Automotive innovations in the field of ADAS and Autonomous Driving, but also in the field of Domain Controllers, Infotainment and Powertrain Systems claim for more processing power within automotive ECUs. The migration to multicore systems is a logical step, e.g. when thinking about AUTOSAR Adaptive applications like sensor fusion of radar, lidar, camera etc. or deep learning algorithms and computer vision. But also when thinking about AUTOSAR Classic based control applications.
High resolution sensor data has to be processed and intelligent decision making algorithms have to be executed, both meeting real-time requirements and additional safety constraints. Furthermore, legacy code applications have to be migrated into parallel applications and the whole software project has to be partitioned and distributed on automotive multicore platforms.
With SLX, the interaction of tasks and runnables can be revealed as well as the program flow and data dependencies. Additionally, beneficial opportunities for parallelization are disclosed. Based on this information, parallelization of runnable implementation as well as runnable to task mapping and scheduling can be optimized.
To increase safety and efficiency, today’s aircrafts are becoming increasingly intelligent – if manned or unmanned. Several data inputs from communication systems and on-board sensors are being processed in real-time. But the implementation of these navigation algorithms in a safety critical environment is still a challenge. With SLX, software implementers can meet these challenging system requirements as to its state-of-the-art compiler technology and performance estimation capabilities.
Next generation mobile networks like 5G offer radically faster connections and significantly more simultaneous users. Highly dynamic workloads can be handled under tight, real-time constraints and thus increase reliability.
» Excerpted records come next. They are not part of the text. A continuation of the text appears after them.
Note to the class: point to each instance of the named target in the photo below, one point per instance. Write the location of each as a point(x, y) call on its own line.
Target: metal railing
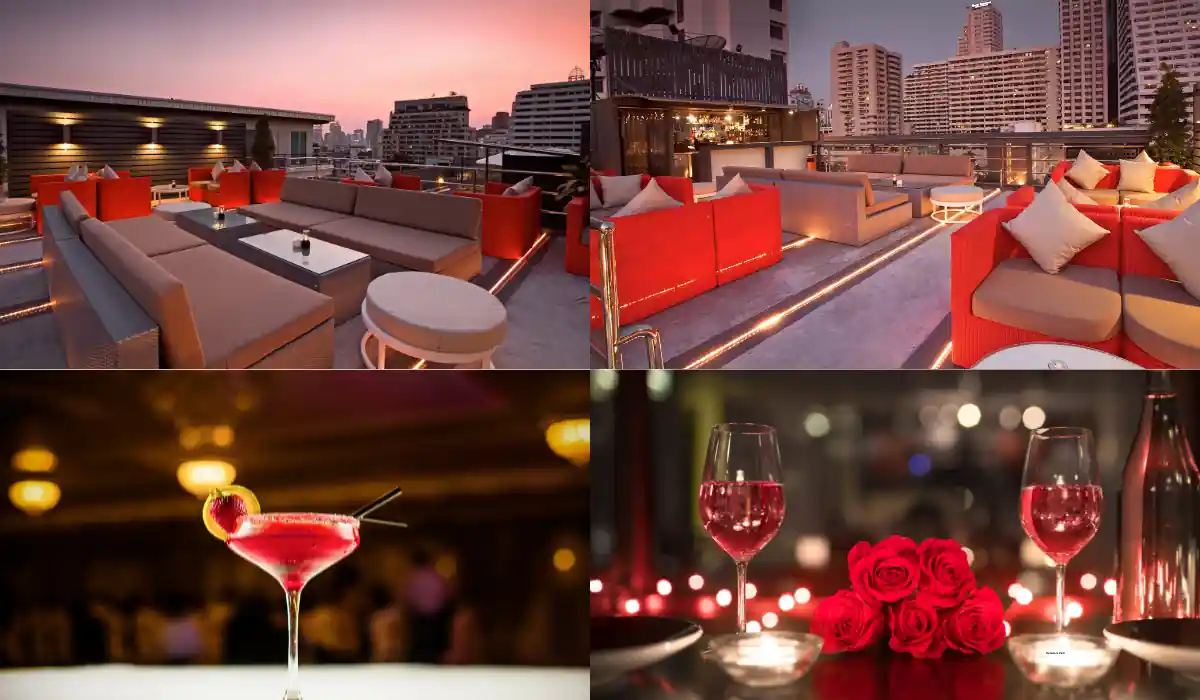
point(1005, 160)
point(611, 306)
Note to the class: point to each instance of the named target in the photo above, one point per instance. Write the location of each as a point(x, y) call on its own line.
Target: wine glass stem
point(742, 597)
point(293, 690)
point(1061, 591)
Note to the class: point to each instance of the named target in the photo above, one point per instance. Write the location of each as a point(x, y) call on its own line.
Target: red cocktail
point(294, 546)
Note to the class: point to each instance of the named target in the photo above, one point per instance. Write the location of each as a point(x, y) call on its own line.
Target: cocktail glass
point(293, 548)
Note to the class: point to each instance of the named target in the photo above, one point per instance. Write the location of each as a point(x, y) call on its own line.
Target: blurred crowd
point(426, 618)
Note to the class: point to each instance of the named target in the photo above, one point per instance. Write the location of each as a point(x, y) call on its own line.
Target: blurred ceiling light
point(35, 497)
point(1009, 417)
point(816, 424)
point(970, 416)
point(658, 384)
point(813, 551)
point(199, 477)
point(35, 459)
point(1033, 418)
point(564, 560)
point(571, 440)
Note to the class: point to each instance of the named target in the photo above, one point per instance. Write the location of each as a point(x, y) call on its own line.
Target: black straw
point(377, 503)
point(377, 521)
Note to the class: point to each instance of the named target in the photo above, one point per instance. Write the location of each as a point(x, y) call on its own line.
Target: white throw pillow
point(1073, 195)
point(652, 198)
point(1179, 199)
point(1087, 172)
point(1054, 231)
point(619, 190)
point(1177, 243)
point(520, 187)
point(383, 177)
point(733, 187)
point(1137, 177)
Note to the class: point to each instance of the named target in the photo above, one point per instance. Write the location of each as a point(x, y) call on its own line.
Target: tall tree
point(263, 149)
point(1170, 121)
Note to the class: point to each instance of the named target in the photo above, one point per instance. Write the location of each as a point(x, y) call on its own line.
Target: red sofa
point(265, 185)
point(666, 257)
point(510, 222)
point(977, 249)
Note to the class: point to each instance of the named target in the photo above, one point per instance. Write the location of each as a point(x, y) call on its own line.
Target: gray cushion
point(1081, 304)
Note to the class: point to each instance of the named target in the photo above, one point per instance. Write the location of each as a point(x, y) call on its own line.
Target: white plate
point(627, 644)
point(1171, 644)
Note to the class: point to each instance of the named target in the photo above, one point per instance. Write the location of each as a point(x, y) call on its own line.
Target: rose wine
point(1158, 516)
point(1061, 520)
point(742, 516)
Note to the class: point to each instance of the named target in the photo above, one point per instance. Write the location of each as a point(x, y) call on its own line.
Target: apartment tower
point(867, 90)
point(1150, 33)
point(551, 115)
point(983, 33)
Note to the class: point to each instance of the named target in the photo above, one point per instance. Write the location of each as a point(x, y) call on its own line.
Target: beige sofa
point(144, 293)
point(839, 207)
point(400, 229)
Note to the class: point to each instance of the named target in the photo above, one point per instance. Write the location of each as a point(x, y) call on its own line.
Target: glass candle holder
point(1063, 660)
point(766, 660)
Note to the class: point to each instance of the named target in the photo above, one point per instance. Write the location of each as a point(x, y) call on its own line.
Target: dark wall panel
point(118, 139)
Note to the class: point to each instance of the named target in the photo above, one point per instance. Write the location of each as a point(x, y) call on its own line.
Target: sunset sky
point(349, 58)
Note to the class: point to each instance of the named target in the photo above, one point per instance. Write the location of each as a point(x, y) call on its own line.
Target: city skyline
point(819, 25)
point(126, 45)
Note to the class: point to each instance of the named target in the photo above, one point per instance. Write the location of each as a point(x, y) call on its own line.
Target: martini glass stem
point(1061, 586)
point(293, 692)
point(742, 597)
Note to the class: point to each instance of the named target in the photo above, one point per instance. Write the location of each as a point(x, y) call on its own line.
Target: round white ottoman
point(169, 209)
point(951, 202)
point(432, 317)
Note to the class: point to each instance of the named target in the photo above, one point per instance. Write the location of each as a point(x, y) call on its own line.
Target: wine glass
point(742, 495)
point(1061, 497)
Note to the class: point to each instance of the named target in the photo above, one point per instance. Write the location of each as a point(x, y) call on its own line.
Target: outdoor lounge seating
point(400, 229)
point(142, 293)
point(510, 222)
point(666, 257)
point(839, 207)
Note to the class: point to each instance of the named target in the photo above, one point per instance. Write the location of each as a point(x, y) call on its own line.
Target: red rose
point(978, 624)
point(846, 622)
point(916, 629)
point(946, 576)
point(887, 572)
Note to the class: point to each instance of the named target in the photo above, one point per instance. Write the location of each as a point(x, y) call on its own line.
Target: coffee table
point(1053, 356)
point(336, 271)
point(221, 233)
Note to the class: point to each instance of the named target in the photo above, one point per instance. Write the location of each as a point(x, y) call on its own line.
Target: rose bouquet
point(923, 598)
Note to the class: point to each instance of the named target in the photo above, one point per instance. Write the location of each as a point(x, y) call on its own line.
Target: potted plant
point(1170, 123)
point(263, 149)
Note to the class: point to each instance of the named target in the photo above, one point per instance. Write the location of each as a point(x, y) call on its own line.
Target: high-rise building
point(984, 93)
point(867, 90)
point(1150, 33)
point(415, 125)
point(757, 28)
point(552, 115)
point(375, 131)
point(1086, 61)
point(984, 30)
point(927, 99)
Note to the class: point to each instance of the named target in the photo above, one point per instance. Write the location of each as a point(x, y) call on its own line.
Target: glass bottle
point(1158, 515)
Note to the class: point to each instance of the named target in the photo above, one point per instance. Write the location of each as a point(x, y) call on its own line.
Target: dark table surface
point(882, 675)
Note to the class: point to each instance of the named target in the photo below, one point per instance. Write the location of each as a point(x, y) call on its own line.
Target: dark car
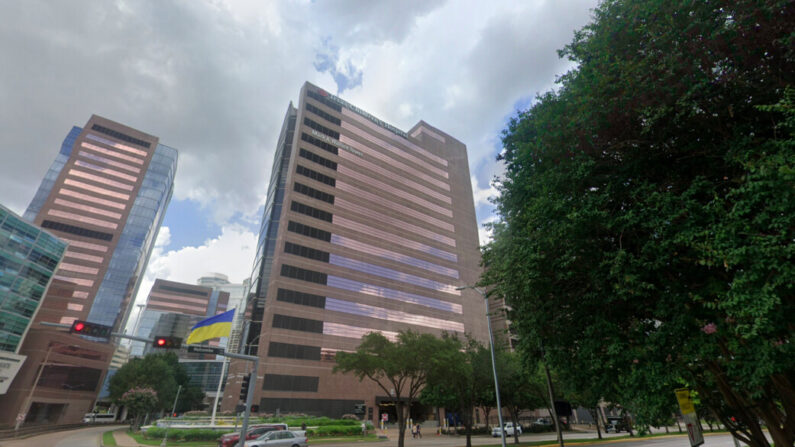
point(616, 424)
point(230, 439)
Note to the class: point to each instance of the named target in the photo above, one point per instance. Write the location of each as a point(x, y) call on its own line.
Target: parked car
point(497, 431)
point(616, 424)
point(284, 438)
point(230, 439)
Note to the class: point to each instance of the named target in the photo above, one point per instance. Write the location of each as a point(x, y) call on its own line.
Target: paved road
point(83, 437)
point(711, 440)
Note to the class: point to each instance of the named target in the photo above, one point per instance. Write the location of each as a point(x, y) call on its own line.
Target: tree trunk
point(595, 414)
point(401, 423)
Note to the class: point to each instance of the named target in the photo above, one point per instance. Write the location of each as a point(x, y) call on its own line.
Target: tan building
point(366, 228)
point(105, 194)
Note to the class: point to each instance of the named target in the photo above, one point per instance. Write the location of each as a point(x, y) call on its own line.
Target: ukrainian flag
point(213, 327)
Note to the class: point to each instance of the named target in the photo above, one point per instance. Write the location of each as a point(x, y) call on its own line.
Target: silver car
point(279, 438)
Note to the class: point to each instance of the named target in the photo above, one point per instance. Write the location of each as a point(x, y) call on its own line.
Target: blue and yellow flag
point(213, 327)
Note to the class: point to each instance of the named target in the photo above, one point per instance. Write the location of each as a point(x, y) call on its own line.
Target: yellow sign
point(685, 402)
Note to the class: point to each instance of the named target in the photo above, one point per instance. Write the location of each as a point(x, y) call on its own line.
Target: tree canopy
point(162, 373)
point(646, 237)
point(400, 368)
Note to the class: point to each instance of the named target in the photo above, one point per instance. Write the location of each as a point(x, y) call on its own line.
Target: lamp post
point(493, 361)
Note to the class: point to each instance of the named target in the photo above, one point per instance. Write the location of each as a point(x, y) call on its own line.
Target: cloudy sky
point(214, 78)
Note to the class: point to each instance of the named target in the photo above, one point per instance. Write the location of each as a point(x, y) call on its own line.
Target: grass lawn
point(139, 438)
point(108, 440)
point(326, 440)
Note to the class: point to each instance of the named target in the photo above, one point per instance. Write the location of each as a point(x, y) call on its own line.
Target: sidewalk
point(123, 439)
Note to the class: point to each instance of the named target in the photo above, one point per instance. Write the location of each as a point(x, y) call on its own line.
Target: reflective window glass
point(359, 193)
point(92, 199)
point(98, 179)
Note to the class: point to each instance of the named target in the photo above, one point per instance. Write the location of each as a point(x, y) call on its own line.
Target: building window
point(71, 229)
point(278, 382)
point(314, 175)
point(297, 324)
point(306, 230)
point(120, 136)
point(311, 156)
point(322, 129)
point(313, 193)
point(290, 271)
point(306, 252)
point(291, 351)
point(321, 144)
point(321, 113)
point(304, 299)
point(310, 211)
point(325, 101)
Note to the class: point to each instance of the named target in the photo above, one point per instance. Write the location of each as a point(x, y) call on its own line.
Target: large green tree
point(161, 372)
point(461, 379)
point(400, 368)
point(647, 211)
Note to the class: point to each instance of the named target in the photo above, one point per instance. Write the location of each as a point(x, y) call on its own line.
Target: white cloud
point(231, 253)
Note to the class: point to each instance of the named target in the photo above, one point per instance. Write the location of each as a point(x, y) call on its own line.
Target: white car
point(279, 438)
point(497, 431)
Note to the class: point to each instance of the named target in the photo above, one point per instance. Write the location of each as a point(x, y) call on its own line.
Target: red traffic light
point(91, 329)
point(167, 342)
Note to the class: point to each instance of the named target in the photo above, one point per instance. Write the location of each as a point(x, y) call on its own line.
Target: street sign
point(196, 349)
point(694, 433)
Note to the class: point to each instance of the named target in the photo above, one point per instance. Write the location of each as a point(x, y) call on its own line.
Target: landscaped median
point(318, 430)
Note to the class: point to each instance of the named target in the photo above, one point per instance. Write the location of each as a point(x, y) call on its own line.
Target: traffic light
point(91, 329)
point(244, 386)
point(161, 342)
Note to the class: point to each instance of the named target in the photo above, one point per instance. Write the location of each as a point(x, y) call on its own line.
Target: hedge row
point(191, 434)
point(335, 430)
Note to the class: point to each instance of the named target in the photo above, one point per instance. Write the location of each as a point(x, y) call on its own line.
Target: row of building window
point(322, 129)
point(290, 271)
point(297, 324)
point(120, 136)
point(321, 144)
point(325, 101)
point(301, 298)
point(321, 113)
point(78, 231)
point(306, 230)
point(314, 175)
point(306, 252)
point(279, 382)
point(311, 156)
point(313, 193)
point(310, 211)
point(182, 290)
point(291, 351)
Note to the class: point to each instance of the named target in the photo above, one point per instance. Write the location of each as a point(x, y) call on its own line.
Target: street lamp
point(493, 362)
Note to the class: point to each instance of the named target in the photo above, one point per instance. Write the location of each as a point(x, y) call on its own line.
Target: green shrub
point(179, 434)
point(335, 430)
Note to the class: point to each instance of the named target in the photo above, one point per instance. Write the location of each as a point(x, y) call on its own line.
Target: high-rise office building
point(29, 257)
point(105, 194)
point(366, 228)
point(172, 308)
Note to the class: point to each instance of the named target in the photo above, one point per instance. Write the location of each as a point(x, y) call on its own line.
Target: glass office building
point(29, 257)
point(366, 228)
point(105, 194)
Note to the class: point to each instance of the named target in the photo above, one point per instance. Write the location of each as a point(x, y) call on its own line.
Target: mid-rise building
point(366, 228)
point(29, 257)
point(105, 194)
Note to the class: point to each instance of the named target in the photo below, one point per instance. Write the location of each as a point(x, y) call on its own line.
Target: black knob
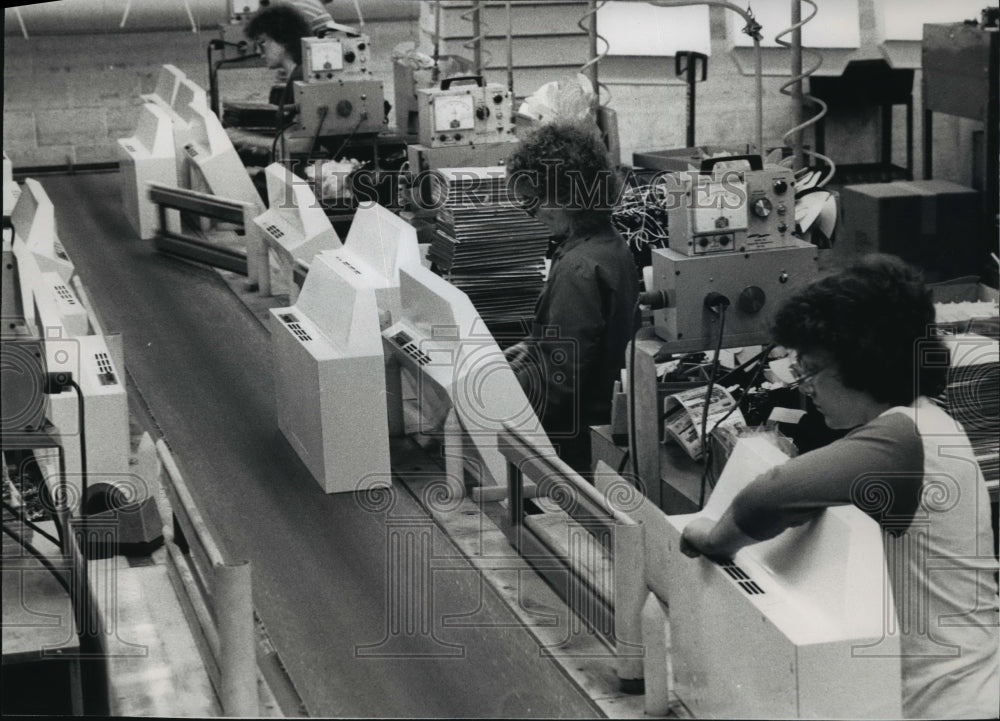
point(762, 207)
point(751, 299)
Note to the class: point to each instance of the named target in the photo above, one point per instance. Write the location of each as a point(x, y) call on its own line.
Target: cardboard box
point(933, 224)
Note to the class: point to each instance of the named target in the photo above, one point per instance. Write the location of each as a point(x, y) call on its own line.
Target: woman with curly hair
point(865, 357)
point(584, 317)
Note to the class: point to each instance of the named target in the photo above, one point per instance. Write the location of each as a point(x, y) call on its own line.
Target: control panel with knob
point(731, 209)
point(483, 112)
point(336, 55)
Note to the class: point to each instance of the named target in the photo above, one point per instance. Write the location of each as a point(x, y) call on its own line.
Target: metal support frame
point(252, 262)
point(217, 594)
point(621, 536)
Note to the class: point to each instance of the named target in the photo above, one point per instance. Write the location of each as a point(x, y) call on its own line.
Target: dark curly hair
point(283, 24)
point(566, 165)
point(872, 319)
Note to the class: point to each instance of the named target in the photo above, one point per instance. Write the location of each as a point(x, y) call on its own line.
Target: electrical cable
point(348, 138)
point(480, 31)
point(280, 129)
point(279, 134)
point(83, 444)
point(88, 621)
point(596, 56)
point(799, 76)
point(40, 557)
point(708, 402)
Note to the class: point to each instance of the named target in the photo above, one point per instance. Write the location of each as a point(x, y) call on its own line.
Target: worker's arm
point(879, 468)
point(716, 539)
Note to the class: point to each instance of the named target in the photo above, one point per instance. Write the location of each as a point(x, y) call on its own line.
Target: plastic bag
point(568, 100)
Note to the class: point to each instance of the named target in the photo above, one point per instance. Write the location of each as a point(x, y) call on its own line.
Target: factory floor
point(323, 573)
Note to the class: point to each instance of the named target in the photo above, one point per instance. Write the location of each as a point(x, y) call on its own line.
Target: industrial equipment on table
point(762, 634)
point(730, 240)
point(65, 379)
point(485, 244)
point(337, 95)
point(464, 122)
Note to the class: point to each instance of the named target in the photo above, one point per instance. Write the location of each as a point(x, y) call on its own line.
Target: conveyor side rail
point(619, 602)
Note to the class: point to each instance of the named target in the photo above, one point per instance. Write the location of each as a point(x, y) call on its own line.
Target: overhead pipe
point(80, 17)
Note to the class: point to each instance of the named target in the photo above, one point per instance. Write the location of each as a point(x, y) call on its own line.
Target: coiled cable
point(588, 23)
point(752, 28)
point(792, 88)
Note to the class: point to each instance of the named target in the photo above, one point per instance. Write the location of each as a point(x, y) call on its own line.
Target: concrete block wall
point(68, 98)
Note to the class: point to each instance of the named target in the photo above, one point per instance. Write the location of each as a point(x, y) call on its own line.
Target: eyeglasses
point(805, 380)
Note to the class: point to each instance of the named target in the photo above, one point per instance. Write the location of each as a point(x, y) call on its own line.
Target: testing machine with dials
point(732, 250)
point(464, 122)
point(337, 95)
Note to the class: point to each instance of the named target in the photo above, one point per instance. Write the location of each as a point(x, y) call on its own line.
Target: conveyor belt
point(201, 362)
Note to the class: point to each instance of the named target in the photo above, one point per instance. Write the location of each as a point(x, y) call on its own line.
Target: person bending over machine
point(860, 337)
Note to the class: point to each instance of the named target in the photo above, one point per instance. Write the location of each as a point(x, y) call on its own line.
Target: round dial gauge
point(454, 112)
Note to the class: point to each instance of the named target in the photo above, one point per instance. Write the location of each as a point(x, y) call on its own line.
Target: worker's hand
point(516, 354)
point(695, 540)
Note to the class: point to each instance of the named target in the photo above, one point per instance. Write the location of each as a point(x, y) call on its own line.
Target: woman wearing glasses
point(865, 358)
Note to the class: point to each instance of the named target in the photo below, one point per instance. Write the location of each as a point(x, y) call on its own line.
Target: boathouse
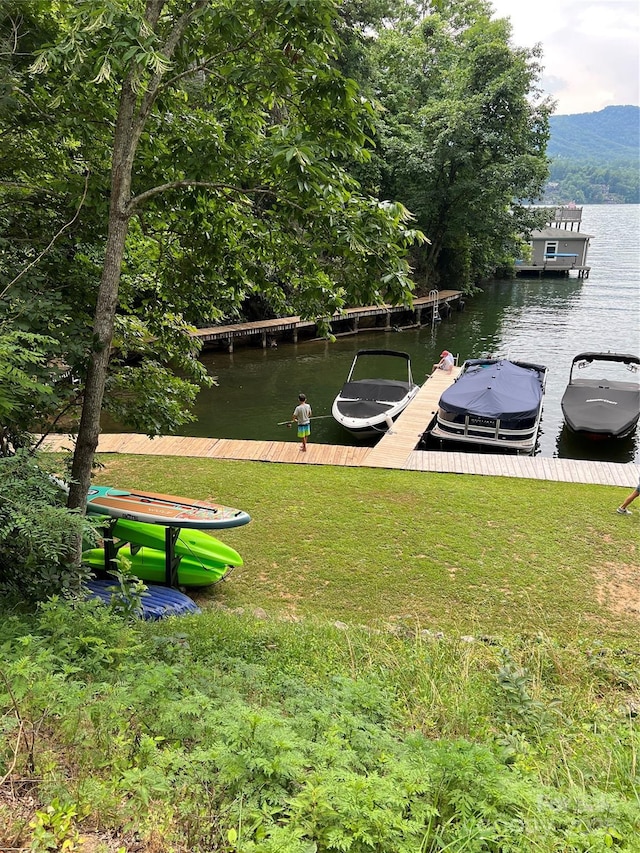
point(560, 248)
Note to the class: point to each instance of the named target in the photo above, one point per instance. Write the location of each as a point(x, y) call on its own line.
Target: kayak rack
point(172, 560)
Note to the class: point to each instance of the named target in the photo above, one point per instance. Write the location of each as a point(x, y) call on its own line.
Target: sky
point(591, 49)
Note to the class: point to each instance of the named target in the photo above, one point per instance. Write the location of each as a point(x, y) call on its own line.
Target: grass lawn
point(453, 553)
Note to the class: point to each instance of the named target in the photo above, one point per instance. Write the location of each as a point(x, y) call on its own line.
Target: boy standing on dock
point(302, 414)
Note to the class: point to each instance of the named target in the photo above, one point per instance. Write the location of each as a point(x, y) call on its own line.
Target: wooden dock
point(345, 322)
point(395, 450)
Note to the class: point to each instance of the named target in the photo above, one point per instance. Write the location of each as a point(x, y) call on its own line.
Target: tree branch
point(139, 199)
point(53, 239)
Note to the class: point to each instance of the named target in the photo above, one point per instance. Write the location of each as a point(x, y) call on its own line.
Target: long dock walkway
point(292, 325)
point(394, 450)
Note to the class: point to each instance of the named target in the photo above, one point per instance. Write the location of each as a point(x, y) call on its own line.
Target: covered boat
point(368, 406)
point(604, 402)
point(494, 403)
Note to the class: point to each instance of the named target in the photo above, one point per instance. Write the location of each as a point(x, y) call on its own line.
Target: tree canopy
point(168, 162)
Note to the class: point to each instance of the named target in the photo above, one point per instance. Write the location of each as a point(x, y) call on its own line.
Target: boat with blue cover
point(494, 404)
This is enabled by mobile base stations that use hundreds of processor cores. But baseband algorithms must be massively parallelized and optimized for heterogeneous cores in order to fulfill all timing and power requirements. This is where base station makers are facing the problem of optimizing their LTE Advanced Pro or 5G code for in-house or of-the-shelf SOCs, as finding further parallelization opportunities and software distribution require huge manual efforts. With SLX automated programming solutions the most challenging system requirements can be met as to its state-of-the-art compiler technology and full heterogeneity awareness.
Self-flying drones or autonomous robots need to understand the world around them and safely navigate in critical situations. This requires a high level of visual intelligence that is enabled by super fast image processing. But the implementation of these algorithms on a device, where every last drop of battery counts, is still a challenge. With SLX, software implementers can meet these challenging system requirements as to its state-of-the-art compiler technology and full heterogeneity awareness.